Portugal arrancou um empate a zero no jogo de ontem frente à Itália.
Com uma aposta no mesmo trio de meio-campo que encantou na Polónia, a equipa portuguesa não apresentou a mesma qualidade na posse de bola.
Na primeira parte, foram várias as vezes que a equipa das quinas tentou jogar longo, tantas vezes sem sucesso. A aposta era direcionar as bolas para André Silva, mas muitas foram as vezes em que a bola sobrou para a defesa italiana, que pode de novo jogar a partir de trás. Ficam aqui um vídeo de vários lances em que Portugal não manteve a bola graças à decisão de esticar jogo.


Em termos defensivos, a equipa foi coesa atrás, não dando grande espaço para bolas nas costas, conseguindo assim evitar a velocidade de Insigne e Chiesa. Esta imagem demonstra bem a boa organização portuguesa, que de resto é algo a ser considerado no jogo de ontem.

Na única jogada em que Portugal mostrou algum critério, com a bola a passar pelos três jogadores do meio-campo, a seleção conseguiu, ainda que sem finalizar, ameaçar a baliza contrária.

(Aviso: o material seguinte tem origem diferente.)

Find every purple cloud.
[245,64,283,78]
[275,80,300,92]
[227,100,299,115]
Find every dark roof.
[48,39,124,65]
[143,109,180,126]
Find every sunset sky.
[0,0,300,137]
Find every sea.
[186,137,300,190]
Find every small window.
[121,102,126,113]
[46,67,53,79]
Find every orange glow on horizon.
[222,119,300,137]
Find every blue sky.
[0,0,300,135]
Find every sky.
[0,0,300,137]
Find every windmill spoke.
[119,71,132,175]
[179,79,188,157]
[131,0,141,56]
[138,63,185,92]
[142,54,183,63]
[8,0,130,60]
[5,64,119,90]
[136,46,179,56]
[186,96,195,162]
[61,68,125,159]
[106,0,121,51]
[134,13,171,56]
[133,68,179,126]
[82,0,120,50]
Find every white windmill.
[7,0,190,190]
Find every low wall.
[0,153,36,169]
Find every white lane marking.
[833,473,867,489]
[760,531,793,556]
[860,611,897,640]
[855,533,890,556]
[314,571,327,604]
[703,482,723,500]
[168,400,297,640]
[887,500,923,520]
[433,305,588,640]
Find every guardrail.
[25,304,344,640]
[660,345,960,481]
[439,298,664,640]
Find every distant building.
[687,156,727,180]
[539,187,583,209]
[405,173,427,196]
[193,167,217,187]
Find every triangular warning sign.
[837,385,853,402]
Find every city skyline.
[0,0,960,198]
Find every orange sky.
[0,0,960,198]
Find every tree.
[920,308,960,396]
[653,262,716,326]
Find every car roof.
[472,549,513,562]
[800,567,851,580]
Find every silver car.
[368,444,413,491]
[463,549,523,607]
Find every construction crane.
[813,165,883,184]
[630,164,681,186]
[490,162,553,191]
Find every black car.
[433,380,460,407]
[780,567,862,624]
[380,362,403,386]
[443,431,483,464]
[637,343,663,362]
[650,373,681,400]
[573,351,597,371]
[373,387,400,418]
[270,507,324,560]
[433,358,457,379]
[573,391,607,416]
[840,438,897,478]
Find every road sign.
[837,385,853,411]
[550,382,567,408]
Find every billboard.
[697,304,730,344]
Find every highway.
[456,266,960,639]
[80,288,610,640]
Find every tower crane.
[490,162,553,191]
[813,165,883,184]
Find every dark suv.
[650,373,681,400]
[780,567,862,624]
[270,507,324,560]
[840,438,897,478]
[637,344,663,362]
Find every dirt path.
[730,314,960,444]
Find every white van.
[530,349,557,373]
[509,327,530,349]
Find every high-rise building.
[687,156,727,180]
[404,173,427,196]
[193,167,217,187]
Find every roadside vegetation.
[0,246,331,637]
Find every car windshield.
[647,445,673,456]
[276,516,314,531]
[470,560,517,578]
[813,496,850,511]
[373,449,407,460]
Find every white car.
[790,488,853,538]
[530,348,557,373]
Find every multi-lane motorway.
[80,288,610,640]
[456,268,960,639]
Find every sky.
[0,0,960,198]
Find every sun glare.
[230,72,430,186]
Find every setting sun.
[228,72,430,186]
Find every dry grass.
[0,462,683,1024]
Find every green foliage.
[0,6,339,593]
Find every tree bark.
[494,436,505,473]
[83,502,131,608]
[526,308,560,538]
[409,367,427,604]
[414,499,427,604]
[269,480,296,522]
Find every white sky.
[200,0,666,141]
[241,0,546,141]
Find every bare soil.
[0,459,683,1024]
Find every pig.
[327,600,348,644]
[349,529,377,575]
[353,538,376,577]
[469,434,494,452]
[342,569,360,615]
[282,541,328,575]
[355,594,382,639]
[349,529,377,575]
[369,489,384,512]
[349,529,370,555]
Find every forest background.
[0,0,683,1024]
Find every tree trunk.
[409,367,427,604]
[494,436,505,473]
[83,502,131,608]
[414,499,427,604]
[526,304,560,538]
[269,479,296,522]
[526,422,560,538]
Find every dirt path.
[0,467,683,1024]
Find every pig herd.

Contudo, este lance demonstra a falta de oportunidades criadas.


Assim, a seleção das quinas demonstrou enormes dificuldades na construção ofensiva na primeira parte. A aposta de Fernando Santos foi explicíta: Esperar pelo adversário e apostar num bloco médio baixo, de modo a evitar bolas nas costas. Contudo, para esta estratégia, talvez a aposta em Danilo Pereira fosse mais eficaz para a posição de médio defensivo, uma vez que Rúben Neves é um jogador mais de posse e menos possante que o médio do Porto.